I took the appointment and provided my health insurance information. The nurse thanked me but then informed me I would have to pay the full cost because the Hyde Amendment prevents my public university health insurance plan from covering abortion. I took a deep breath and reminded myself that although the abortion would use a huge percentage of my month’s income, at least my savings account was ready for emergencies like this.

 

The nurse then told me to plan on being at the clinic for the entire day. I took a deep breath and reminded myself I could make up the hours of work on the weekend. The procedure would be on a Friday, and I had a big meeting the following Monday, but I took another deep breath and reminded myself that I would be prepared for it anyway.

 

Juxtaposed against my wait for the removal of my unwanted uterine growth, Hillary Clinton won the Democratic nomination. Perhaps it was the hormones of pregnancy, perhaps it was an inevitable reaction for such a historic moment: I sat there watching her Brooklyn speech and bawled.

 

Finally! A presidential candidate who not only has a uterus and has suffered through the exhaustion and pain of the first trimester, but who as Senator introduced eight pieces of legislation aimed at expanding women’s access to reproductive health.

 

A presidential candidate who as Secretary of State prioritized women’s lives and promised to overturn the Hyde Amendment if elected President.

 

A presidential candidate who knows that although abortion isn’t easy, it sometimes is the most obvious decision a woman could make.

 

A presidential candidate who is truly pro-life: she wants women to live, thrive and seize every opportunity, and she wants children to be born into great health on a path for success.

 

Of course, Hillary didn’t win the electoral college and she didn’t become our President. Thank goodness I had my abortion on a day when I was still hopeful that she would win. It was a really hard day. If I had been living in a state or country with medieval laws, forced to order the mifepristone and misoprostol from another place and take it without really knowing what I was getting into— I can only shudder to think of it.

 

People don’t really talk about it, and going in to the whole thing I thought the abortion wouldn’t be any harder than menstruating. Not true.

 

The mifepristone is easy. It stops the pregnancy. I took it at the clinic and took the misoprostol the next day after breakfast. I read on Planned Parenthood’s website that misoprostol “causes cramping and bleeding to empty the uterus.
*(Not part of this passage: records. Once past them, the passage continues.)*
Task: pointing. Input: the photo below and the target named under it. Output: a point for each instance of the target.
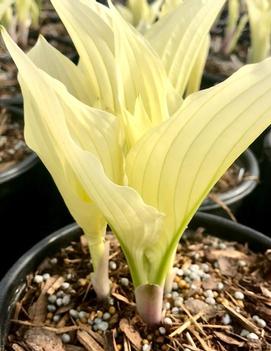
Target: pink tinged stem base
(149, 302)
(99, 277)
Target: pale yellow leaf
(175, 165)
(178, 36)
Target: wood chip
(38, 339)
(243, 321)
(204, 345)
(88, 341)
(131, 333)
(126, 345)
(74, 348)
(228, 339)
(110, 341)
(229, 253)
(60, 330)
(227, 266)
(185, 325)
(88, 329)
(56, 285)
(196, 305)
(265, 292)
(38, 310)
(17, 347)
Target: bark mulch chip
(220, 300)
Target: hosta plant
(236, 22)
(143, 15)
(122, 145)
(18, 15)
(259, 13)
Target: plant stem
(149, 301)
(99, 277)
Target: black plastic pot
(256, 209)
(234, 197)
(14, 281)
(29, 203)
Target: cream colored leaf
(58, 66)
(93, 39)
(259, 13)
(175, 165)
(178, 37)
(80, 146)
(4, 6)
(140, 67)
(197, 71)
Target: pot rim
(13, 282)
(250, 163)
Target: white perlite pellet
(179, 272)
(209, 293)
(146, 347)
(210, 300)
(175, 295)
(226, 319)
(38, 279)
(124, 281)
(82, 314)
(175, 286)
(66, 300)
(103, 326)
(167, 321)
(51, 308)
(238, 295)
(56, 318)
(175, 310)
(65, 338)
(244, 332)
(205, 267)
(242, 263)
(46, 276)
(65, 285)
(59, 302)
(252, 336)
(162, 330)
(74, 313)
(220, 286)
(259, 321)
(52, 299)
(106, 316)
(112, 265)
(178, 302)
(167, 305)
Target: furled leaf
(88, 24)
(139, 65)
(197, 71)
(80, 147)
(178, 37)
(58, 66)
(259, 13)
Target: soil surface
(220, 300)
(12, 145)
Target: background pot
(13, 283)
(31, 207)
(234, 197)
(256, 209)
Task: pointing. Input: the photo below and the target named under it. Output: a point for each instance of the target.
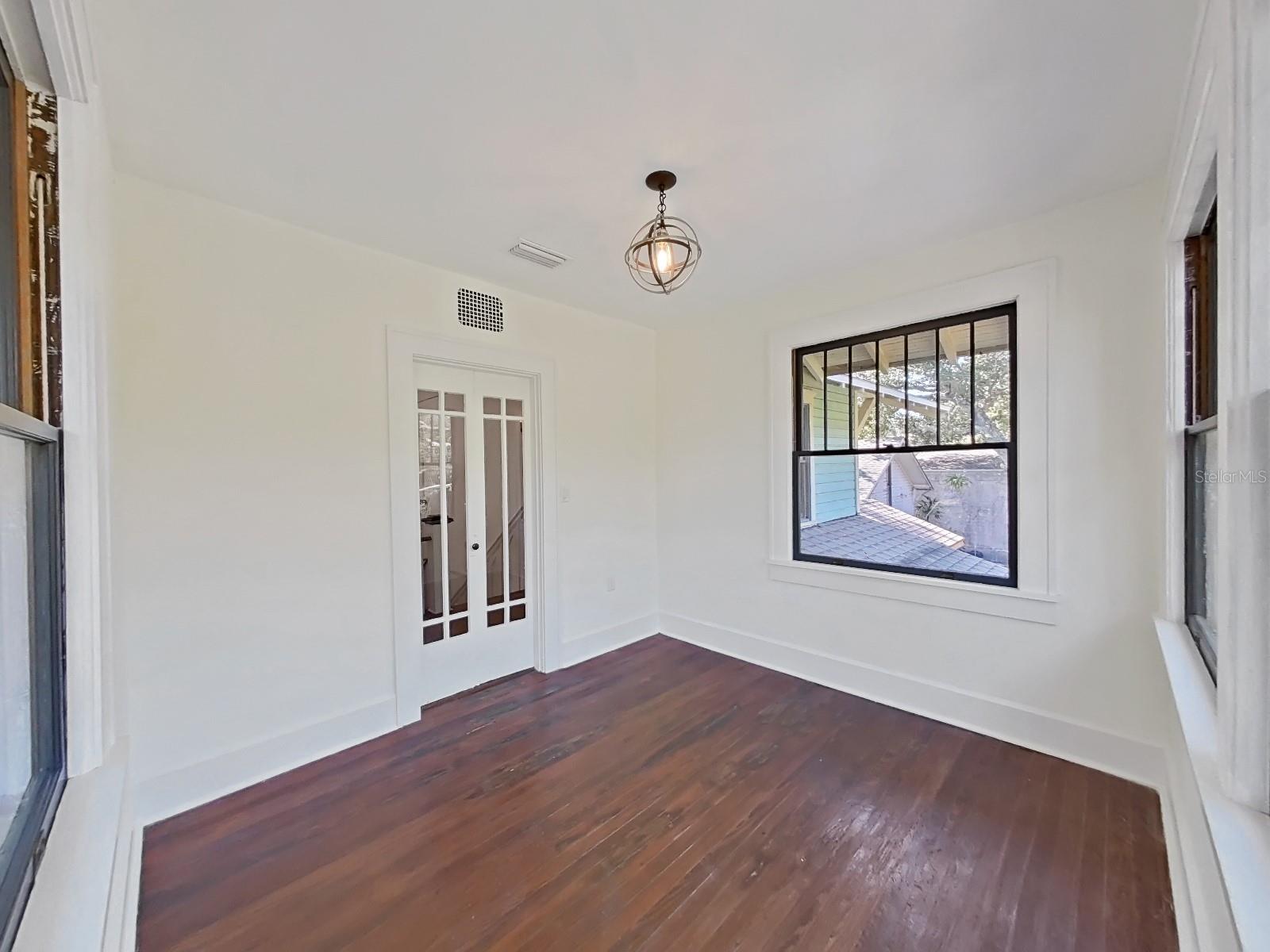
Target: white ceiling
(806, 136)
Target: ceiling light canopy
(664, 251)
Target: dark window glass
(1200, 438)
(906, 490)
(32, 668)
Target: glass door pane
(516, 508)
(442, 512)
(495, 589)
(505, 511)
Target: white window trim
(1035, 600)
(1226, 124)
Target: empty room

It’s kind of like having a really heavy, crampy period, and the process is very similar to an early miscarriage.” What no one tells you is that the pain of an early miscarriage is similar to going through labor contractions. My mother had a first trimester miscarriage a year after I was born and she said it was as painful as giving birth to me.

 

Well, I’m cautious with what I discuss with my mother so I only knew that after I came through the other side. The uterine contractions were among the most painful physical experiences I’ve ever had— and unfortunately unlike the other top 3 most-painful life experiences where I was recovering from major surgery in a hospital and given morphine via IV, I was instead home, puking up the anti-nausea and pain meds into the toilet. My spouse put on a good face, carrying me from the toilet to our bed, or just bracing me as I sat on the toilet, shaking, moaning, raining sweat with each contraction. The truth is, if the nurse had not explained that I was in for two hours of hell, my spouse told me he would have taken me to the emergency room for pain meds.

 

But the nurse was right. It was two of the hardest hours of my life but then it was done. I felt as exhausted, sweaty and dehydrated as if I had run a Death Valley marathon. I spent a few hours sitting on the sofa drinking gatorade until the evening finally came and I felt strong enough to get Chipotle take-out— my ultimate comfort food.

 

It was a day I hope to never repeat again and a day I wouldn’t wish on any woman. That said, if I accidentally get pregnant again, it’ll still be an obvious choice what to do.